Voices of Change conference impacts students

Students+create+posters+to+promote+the+Voices+of+Change+virtual+conference.+These+posters+were+put+around+the+school+to+encourage+students+to+attend.+

Photo submitted by Cornelius Rish

Students create posters to promote the Voices of Change virtual conference. These posters were put around the school to encourage students to attend.

Mackenzie Vang, Playlist Reporter

Cultural Liaison Cornelius Rish and several other student leaders held a virtual conference called The Voices of Change conference on April 16. This was intended to openly communicate to school administration about issues that involve the school environment regarding racism, inequality, the structure of the curriculum and more.

Junior Rachel Dagbovie attended the conference and was able to discuss and learn about her experiences.

“During the conference, we brought up racial disparities in our school.

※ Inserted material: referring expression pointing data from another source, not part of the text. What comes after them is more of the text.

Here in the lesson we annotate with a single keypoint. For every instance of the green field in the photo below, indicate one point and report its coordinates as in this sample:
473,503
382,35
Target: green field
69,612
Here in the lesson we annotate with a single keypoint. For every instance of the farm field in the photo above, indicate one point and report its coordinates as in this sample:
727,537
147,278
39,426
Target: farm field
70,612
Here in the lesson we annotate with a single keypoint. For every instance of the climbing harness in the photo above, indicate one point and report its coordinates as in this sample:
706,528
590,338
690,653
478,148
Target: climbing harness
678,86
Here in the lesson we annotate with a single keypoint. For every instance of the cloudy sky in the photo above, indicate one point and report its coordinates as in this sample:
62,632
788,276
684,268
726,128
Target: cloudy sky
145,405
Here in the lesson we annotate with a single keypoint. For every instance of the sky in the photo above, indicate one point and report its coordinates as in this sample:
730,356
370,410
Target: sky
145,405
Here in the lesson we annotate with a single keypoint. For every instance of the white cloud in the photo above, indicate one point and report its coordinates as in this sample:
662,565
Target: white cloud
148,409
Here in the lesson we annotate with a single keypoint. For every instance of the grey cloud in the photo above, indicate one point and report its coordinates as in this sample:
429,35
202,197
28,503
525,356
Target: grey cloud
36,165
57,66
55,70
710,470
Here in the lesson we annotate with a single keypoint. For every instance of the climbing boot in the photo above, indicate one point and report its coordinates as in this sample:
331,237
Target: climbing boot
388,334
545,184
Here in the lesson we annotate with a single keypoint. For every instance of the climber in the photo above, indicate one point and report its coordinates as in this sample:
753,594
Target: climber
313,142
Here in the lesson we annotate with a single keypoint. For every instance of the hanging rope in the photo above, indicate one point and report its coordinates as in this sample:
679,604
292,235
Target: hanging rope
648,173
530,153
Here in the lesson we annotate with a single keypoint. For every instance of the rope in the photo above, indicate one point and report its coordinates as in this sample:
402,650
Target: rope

We talked about the importance of having more BIPOC staff members so that students feel more comfortable,” Dagbovie said. “We also discussed what it feels like to be a BIPOC student in a predominantly white school and the challenges we face. We focused on solutions to these challenges.”

Many students gathered and shared their thoughts about important topics and gathered new perspectives about real-world issues. This was an opportunity for students to learn more from their peers and their experiences, as well as listening to people and their conversations.

Dagbovie heard similar ideas regarding racism. “A big issue we addressed is racism. Many BIPOC students, including myself, have witnessed a plethora of incidents that have been pushed under the rug by the administration.”

The energy around a school environment is crucial, especially to discuss the impact school communities can have on students of color. It’s important to understand and see how these ideas are connected, since school should be a safe environment for students to be comfortable in. The Voices of Change virtual conference not only discussed topics of racism and culture but also how a school setting can contribute to negative things regarding those topics.

“The school’s actions toward this act of change could very much change the relationship they have with the BIPOC students of the school because there will students who will be more willing to come to the staff about these issues,” sophomore Faith Yang said.

It’s important to focus on these issues especially with all the social injustices going on in the world. We need to amply the voices of our POC students and make them feel heard particularly because they also feel ignored outside of school.”

There has been evidence of disparities in school along with education and income gaps. For instance, teachers might be less likely to spot Black students who excel academically. Data from an Early Childhood Longitudinal Study found that colleagues found Black students 54 percent less likely than white students to be recommended for gifted education programs, after adjusting factors such as standardized test scores. The outcomes impact how students learn greatly, which is why it is important to focus on these issues.

“It’s important to keep students educated about these sensitive topics because once they graduate and go out into the world, they’ll likely interact with people with different experiences and points of view, hence why it’s important for them to hear diverse voices and learn how to be open and compassionate,” Dagbovie explained.

According to data from the CDN, students of color are often concentrated in schools with fewer resources. Because schools with 90 percent or more students of color spend about $733 less per student per year than schools with 90 percent or more white students. These kinds of statistics show how schools have a divide, and because of these divides, it has major effects on students of color. Together students can work together on these issues to have a better idea moving forward can change our community.

“The school could help by announcing and spreading the word with just as much enthusiasm as the SLC at Stillwater is giving,” Yang said.

The importance of listening and amplifying the voices of the BIPOC student community is the first step people can take. As a whole, to take action and spread awareness creates changes for the better in the community and school.